Remember the tattle-tellers in elementary school? Those squirmy kids that no one else liked, who ran to the teacher whenever you said a bad word? That’s what passes for more than a few senators these days. But at least the 10-year-old tattle-teller was up front about it, while some devious senators attempt to mask their smears.

And since they ratted out President Trump for his disparaging remarks on Haiti, it begs the question – what, pray tell, did the president say that was false?

Haiti is the only Caribbean nation that tourists never flock to. And with good reason. It’s the poorest country in the Western Hemisphere, with one of the highest crime and illiteracy rates in the world.

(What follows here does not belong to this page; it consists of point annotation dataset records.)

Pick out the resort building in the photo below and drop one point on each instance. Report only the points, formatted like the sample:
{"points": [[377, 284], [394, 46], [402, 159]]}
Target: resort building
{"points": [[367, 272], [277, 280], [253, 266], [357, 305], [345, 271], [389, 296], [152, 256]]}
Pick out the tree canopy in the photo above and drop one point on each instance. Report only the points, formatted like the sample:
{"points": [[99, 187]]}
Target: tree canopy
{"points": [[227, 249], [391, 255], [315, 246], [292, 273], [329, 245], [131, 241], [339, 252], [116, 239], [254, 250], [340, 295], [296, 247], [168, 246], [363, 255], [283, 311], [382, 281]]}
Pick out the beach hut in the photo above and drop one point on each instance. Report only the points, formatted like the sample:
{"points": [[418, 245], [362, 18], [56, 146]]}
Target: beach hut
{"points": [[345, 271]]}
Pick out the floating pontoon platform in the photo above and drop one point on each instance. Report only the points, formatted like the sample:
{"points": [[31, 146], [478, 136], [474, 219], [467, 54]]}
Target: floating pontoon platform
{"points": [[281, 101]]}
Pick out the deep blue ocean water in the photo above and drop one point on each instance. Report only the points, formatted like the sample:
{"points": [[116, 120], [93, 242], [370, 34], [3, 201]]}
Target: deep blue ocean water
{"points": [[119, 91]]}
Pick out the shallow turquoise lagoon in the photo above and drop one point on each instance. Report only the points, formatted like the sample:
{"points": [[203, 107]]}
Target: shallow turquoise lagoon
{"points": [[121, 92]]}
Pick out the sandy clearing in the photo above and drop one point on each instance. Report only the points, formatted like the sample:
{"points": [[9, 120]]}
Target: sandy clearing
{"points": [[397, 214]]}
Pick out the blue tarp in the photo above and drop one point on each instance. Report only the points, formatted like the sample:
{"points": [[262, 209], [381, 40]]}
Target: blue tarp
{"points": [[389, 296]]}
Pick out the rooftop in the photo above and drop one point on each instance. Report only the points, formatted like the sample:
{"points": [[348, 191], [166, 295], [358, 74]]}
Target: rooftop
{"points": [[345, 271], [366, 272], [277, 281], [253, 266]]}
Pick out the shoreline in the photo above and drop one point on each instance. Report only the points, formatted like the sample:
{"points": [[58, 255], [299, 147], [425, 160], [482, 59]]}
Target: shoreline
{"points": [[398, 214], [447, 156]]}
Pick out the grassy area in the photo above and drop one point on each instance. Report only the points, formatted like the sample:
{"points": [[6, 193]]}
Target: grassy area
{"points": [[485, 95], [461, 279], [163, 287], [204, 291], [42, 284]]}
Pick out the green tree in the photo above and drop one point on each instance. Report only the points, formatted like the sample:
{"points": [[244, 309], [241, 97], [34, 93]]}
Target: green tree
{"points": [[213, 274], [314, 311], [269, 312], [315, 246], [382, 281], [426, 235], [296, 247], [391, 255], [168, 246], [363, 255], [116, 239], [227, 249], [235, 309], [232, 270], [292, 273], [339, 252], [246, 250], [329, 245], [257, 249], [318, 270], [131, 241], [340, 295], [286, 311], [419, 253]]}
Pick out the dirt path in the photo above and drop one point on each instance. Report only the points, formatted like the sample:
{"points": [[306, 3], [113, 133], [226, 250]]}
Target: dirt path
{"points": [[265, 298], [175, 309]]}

And enough communicable diseases to put it under permanent U.S. Navy quarantine.

In semi-polite terms, Haiti is a basket case. Always has been. Open the floodgates and the entire population would vacate for Dade County.

So, with such a large portion of the Haitian population already ensconced in the United States, it’s only reasonable that other long-neglected ethnic groups should experience the joys of permanent American hospitality. Like people from Norway.

Leave it to Donald Trump and, at long last, the Norwegians will finally get the chance to reunite with their distant Nordic cousins in Minnesota. After all, the United States hasn’t given the heirs to the Vikings preferential immigrant status since the days of Little House on the Prairie.

So, while it’s grossly unfair to lay blame on the president for drawing the obvious contrast between immigrants from a first-rate industrialized democracy and immigrants from a Third World backwater, the media, Democrats, and those anonymous turncoat Republicans still find a way to twist it into some racist, xenophobic Trump plot to Aryanize America.

Yet the real issue has less to do with the president’s off the cuff — and off the record — remarks on Haiti or West Africa, than the fact that those political adversaries whom he invited to the White House for a closed-door meeting leaked his comments to the press, thus broaching a White House protocol that had been in place since about the time the Adamses, father and son, roamed its halls.

In LBJ’s day not only would such political miscreants have been banned from the White House, he would have run them out of office. All of them.

On that, Lyndon Johnson had the right idea.

 

Tom Mountain is a Member of the Massachusetts Republican State Committee.